In a review of AIMS's activities, Mr. Reynolds said the organization had recently completed its fifth year of operation. AIMS came into being, he recalled, to unify the industry, resolve or minimize the differences among shipping segments and to speak with one voice on all policy matters affecting the American merchant marine, both on the national and international scene.

"Some of our goals we have achieved," Mr. Reynolds said.

"Others we have not. Disappointingly, there is still devisiveness in this industry; some shipping lines refuse to cooperate to bring about a unified industry. This is the exception, however, rather than the rule. Ninety percent of the industry pulls together. It is our hope that the small amount of devisiveness still poisoning this industry will be overcome, and the American merchant marine will be an increasingly effective and dynamic force to be reckoned with in international trade and the pride of a nation determined to rebuild its seapower." AIMS, Mr. Reynolds added, has been "most active" in 1973 in working with industry and Government to achieve the goals set forth in the 1970 Merchant Marine Act's shipbuilding program. "There is renewed vigor in our industry today," he said, "with new high-capacity ships being added to the roster at an unprecedented peacetime pace. American exporters and importers, in the liner trades, are becoming increasingly U.S.-flag conscious, and a new fleet of large bulk carriers is coming down the ways.
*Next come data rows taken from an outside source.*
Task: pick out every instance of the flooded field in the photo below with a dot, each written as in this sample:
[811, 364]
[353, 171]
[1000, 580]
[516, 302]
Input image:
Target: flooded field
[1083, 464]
New names and faces are joining the group of traditional U.S. ship operators — another sign of vigor and growth." As to the U.S. fleet's 'future. Mr.

Reynolds said: • U.S. liner vessels will be increasingly competitive on major U.S. foreign trade routes and, in many instances, will transport more than 50 percent of the available liner cargoes on certain routes.
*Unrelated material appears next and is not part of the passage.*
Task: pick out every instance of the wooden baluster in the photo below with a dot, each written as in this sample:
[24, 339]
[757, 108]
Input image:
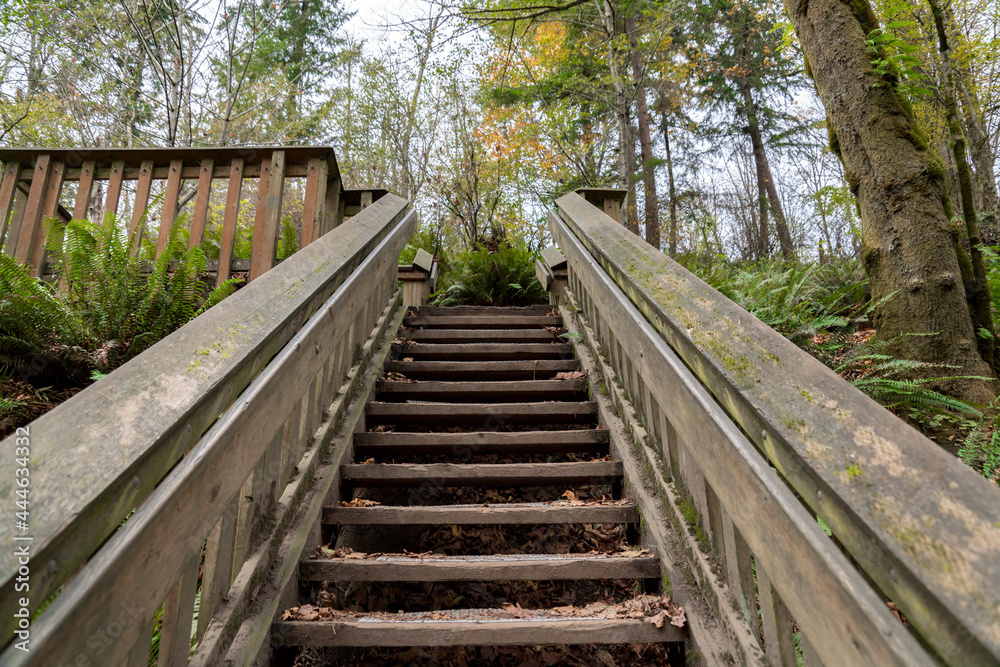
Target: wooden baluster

• The U.S.-flag bulk carrier segment, after years of antiquity and oblivion, will reappear with new highly innovative ships in our nation's international commerce, carrying liquid and dry bulk cargoes safely and economically throughout the world.
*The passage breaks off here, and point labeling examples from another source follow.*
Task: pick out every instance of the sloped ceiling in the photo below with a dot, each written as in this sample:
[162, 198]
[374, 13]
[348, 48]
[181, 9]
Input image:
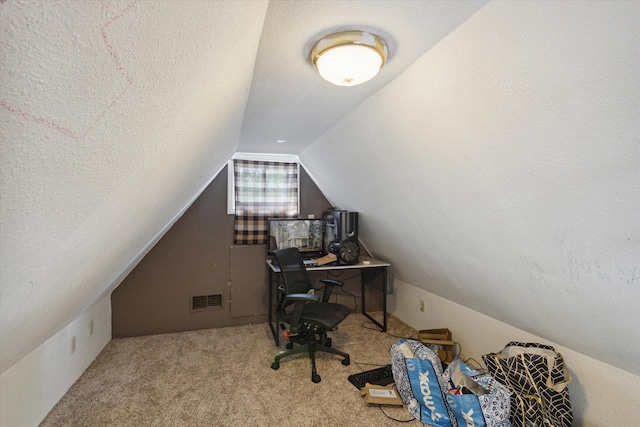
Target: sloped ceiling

• U.S. maritime labor and management will continue to work together in a "new era of harmony" that has become apparent in recent years, and • The U.S. merchant marine, after a changeover from a U.S.

Government attitude of neglect to a positive policy of support and encouragement, will finally realize a long-sought goal: to become an indispensable force in U.S. economic, political and defense planning without Which the nation cannot function effectively in peace or war.

Mr. Reynolds cited these problems U.S. ship management faces in 1974: • The current energy crisis, despite shipping's cooperative effort to adopt every feasible conservation measure, is a severe burden to an industry which needs adequate amounts of bunker fuel at a reasonable price for its ships.

• Some U.S. Government departments still treat the industry as a "whipping boy." The Department of Defense continues to pursue a policy designed to drive military cargo rates down to rock bottom in an era of rising costs, and the Department of State still appears to view the welfare of the U.S. merchant marine as a minor expendable piece on the chessboard of international affairs.

• Overtonnaging and predatory rates are a major disruptive influence, and pressures from wellmeaning but overzealous environmentalists threaten to disrupt U.S.

shipbuilders and operators with their advocacy of impractical and unnecessarily restrictive constructive standards and opposition to the efficient use of deep - draft vessels.

However, Mr. Reynolds concluded : "Without minimizing these problems, I envision the next five years as promising ones for the U.S.-flag steamship industry—a period of stability, growth and economic maturity for a new and exciting marine technology."